For this plan, the US government disbursed $ 13 billion or approximately Rp 179 trillion, which today is roughly equivalent to Rp 1,500 trillion.
Before this aid plan was signed, on 5 June 1947 US Secretary of State George C Marshall had called for help for Europe in his speech at Harvard University.
He proposed that the European countries to design a program of economic improvement that will be assisted by the United States.
In mid-June 1947, Britain and France invited European countries to Paris to discuss a joint economic recovery plan.
The Soviet Union refused to attend. Similarly Hungary, Czechoslovakia, and Poland are already under the influence of Iron Curtain States.
The results of the meeting in Paris was then brought the European Economic Cooperation Committee (CEEC) to the US Congress which then passed the Economic Cooperation Act on April 2, 1948 that signed President Truman a day later.
Under the Marshall Plan, the Economic Cooperation Agency (ECA) poured $ 13 billion over 1948-1951.
Most of the funds are given in the form of grants and the remainder are long term soft loans.
A total of 17 countries in western and southern Europe, England, Austria, Belgium, the Netherlands, Denmark, France, Sweden, Iceland, Ireland, Greece, Italy, Luxembourg, Norway, Switzerland, Turkey, and West Germany received this assistance.

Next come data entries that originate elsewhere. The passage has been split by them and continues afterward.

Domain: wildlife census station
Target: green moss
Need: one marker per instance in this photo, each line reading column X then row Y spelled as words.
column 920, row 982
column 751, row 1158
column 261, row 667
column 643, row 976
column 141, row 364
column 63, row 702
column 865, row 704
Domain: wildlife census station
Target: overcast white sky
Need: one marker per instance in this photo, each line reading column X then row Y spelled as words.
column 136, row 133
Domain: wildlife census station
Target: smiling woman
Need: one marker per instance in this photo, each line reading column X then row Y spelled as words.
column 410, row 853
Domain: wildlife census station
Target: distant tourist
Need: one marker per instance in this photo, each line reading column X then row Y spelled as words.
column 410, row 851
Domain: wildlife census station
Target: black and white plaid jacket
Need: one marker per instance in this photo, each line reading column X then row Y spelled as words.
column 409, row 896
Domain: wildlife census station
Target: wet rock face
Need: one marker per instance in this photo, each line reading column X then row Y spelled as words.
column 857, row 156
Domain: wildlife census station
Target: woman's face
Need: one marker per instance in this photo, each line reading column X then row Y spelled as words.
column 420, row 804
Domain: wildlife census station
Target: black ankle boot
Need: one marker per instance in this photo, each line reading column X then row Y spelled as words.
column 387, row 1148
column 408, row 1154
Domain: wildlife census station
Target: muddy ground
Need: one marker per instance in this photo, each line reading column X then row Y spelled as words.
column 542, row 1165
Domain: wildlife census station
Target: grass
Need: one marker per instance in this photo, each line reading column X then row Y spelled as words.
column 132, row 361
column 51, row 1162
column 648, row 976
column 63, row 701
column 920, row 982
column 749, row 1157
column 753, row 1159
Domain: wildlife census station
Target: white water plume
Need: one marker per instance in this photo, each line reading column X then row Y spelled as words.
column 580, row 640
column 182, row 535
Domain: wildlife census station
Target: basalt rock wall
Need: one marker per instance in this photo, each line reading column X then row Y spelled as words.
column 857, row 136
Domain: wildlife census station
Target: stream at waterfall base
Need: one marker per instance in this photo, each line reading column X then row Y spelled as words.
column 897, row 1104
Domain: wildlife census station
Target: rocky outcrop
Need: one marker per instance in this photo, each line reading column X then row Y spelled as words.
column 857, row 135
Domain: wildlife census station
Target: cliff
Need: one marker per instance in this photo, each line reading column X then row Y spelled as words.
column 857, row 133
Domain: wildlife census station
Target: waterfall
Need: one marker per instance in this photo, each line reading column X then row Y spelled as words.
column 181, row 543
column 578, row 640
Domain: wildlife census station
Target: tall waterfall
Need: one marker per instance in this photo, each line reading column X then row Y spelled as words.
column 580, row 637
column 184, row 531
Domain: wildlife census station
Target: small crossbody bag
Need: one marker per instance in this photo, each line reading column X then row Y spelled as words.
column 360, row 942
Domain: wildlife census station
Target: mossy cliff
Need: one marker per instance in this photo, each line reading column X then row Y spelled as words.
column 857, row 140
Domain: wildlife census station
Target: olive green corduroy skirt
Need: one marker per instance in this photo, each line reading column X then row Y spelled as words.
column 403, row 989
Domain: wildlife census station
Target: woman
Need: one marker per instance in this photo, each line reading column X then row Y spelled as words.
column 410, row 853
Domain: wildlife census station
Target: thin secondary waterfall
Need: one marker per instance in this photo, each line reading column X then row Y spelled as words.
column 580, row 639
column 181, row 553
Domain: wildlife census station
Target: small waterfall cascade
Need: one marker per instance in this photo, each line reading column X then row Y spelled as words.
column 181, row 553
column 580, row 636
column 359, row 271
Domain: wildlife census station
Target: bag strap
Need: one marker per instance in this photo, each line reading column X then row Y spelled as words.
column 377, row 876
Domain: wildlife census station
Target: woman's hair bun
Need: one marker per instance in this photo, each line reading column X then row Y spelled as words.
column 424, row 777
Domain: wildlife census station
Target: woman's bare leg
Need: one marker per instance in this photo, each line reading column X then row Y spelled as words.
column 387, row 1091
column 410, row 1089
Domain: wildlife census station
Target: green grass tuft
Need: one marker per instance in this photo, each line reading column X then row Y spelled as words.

The move also aims to improve European agricultural and industrial productivity as well as revive the chemical, machinery and steel industries.
This US aid seems to have a direct positive impact with the gross product recipient countries increase by 15-25 percent.
Rebuilding post-war Europe was the most challenging foreign policy of President Truman's reign that replaced Franklin D Roosevelt in April 1945.
A few months after taking office, Truman decided to drop the atomic bomb on Hiroshima and Nagasaki to end World War II.
In the so-called Truman Doctrine, he asked Congress to approve aid for Greece and Turkey under the pressure of the Soviet Union and communism in 1947.
The Marshall Plan was originally scheduled to end in 1953, but efforts to extend this policy failed because of the growing costs of the Korean War.
In the period 1948-1952, the European economy soared and reached the highest level throughout history.
The industrial sector jumped by 35 percent, while the agricultural sector outpaced the pre-war production.